Erai tilted her head away as Avgust said this, seemingly affected by what he had said. Clearing her throat, Erai replied: “Wasn’t in the Forces by time of Twilight, Avgust. Was still in the academy, trainin’ like there was no tomorrow. By time it happened, they were about ready to boot us out of academy to help fight.”
“I see.” Avgust replied, before he fell quiet once more. Silence took the bay of the Hawk once more, creating an almost foreboding tone. Nothing but the sound of the Hawk’s thrusters was heard, as the vehicle slowed to a halt. The Titan slowly considered what Erai had said, before he spoke again: “What made you join the FOTC?”
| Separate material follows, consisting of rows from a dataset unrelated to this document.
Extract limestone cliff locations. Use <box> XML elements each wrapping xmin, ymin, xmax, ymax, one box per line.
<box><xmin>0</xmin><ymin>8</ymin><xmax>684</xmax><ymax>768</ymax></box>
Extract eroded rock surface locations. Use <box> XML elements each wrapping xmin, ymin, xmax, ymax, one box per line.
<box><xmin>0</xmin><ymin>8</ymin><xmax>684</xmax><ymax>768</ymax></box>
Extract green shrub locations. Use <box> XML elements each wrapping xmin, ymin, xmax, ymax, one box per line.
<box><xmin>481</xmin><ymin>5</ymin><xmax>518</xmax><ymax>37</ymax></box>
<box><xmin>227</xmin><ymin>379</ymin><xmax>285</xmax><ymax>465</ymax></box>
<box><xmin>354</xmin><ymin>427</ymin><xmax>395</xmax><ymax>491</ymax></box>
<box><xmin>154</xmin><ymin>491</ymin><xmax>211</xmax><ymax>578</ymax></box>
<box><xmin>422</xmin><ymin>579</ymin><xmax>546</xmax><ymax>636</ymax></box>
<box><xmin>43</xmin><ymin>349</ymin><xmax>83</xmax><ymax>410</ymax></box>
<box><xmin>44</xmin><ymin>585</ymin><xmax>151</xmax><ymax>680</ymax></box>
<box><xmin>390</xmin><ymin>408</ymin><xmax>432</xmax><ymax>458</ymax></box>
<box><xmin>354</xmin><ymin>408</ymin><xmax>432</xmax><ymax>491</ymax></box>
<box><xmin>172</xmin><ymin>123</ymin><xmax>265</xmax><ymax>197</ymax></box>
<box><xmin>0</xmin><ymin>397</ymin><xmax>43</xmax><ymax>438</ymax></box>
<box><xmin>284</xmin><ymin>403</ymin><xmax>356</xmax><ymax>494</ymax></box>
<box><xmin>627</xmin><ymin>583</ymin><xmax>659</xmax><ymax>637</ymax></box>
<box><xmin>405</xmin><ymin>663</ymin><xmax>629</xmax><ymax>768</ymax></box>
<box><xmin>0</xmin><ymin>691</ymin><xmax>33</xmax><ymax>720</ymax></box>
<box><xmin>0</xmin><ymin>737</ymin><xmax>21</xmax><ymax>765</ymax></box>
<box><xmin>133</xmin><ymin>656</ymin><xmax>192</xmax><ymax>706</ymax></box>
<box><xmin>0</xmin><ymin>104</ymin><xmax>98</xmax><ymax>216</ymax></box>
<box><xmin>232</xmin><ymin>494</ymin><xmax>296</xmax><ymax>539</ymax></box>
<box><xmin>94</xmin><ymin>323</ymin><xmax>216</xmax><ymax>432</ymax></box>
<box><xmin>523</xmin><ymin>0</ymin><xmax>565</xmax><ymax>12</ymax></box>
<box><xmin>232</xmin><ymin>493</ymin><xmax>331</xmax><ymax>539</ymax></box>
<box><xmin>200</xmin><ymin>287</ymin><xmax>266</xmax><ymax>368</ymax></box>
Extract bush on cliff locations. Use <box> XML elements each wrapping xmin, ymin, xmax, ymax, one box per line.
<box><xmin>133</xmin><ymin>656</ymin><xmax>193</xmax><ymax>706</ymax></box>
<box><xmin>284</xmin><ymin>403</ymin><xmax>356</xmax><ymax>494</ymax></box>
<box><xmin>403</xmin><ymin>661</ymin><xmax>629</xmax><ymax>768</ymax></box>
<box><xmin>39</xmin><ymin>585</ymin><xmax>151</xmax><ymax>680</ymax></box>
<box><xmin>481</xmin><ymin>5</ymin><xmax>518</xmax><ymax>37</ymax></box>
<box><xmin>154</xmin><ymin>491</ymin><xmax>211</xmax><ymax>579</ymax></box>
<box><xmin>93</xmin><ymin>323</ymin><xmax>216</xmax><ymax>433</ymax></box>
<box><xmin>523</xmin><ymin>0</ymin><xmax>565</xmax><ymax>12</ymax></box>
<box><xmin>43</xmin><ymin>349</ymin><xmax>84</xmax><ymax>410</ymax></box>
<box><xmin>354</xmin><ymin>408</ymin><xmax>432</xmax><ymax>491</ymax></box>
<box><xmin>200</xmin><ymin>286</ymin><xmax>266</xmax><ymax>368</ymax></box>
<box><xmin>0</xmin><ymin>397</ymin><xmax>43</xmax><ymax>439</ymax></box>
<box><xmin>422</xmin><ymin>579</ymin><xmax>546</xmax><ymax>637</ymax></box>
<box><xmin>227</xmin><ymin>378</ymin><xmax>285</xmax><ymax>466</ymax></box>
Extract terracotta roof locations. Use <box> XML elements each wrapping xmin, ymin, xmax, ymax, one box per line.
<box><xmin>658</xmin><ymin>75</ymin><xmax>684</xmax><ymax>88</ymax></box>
Avgust wasn’t entirely sure why he asked the question he did, as he was certain that it would have likely been because she felt a duty to protect the citizens of the City within its walls. That was the point of the FOTC, was it not? Just as the Guardians protected the City outside the limits of its walls, the FOTC tried their best to restore and maintain order and peace. They were two organisations that operated to achieve the same goal, but by different paths and means. Perhaps the only thing that differed between the two is that the FOTC was a choice. Being a Guardian wasn’t.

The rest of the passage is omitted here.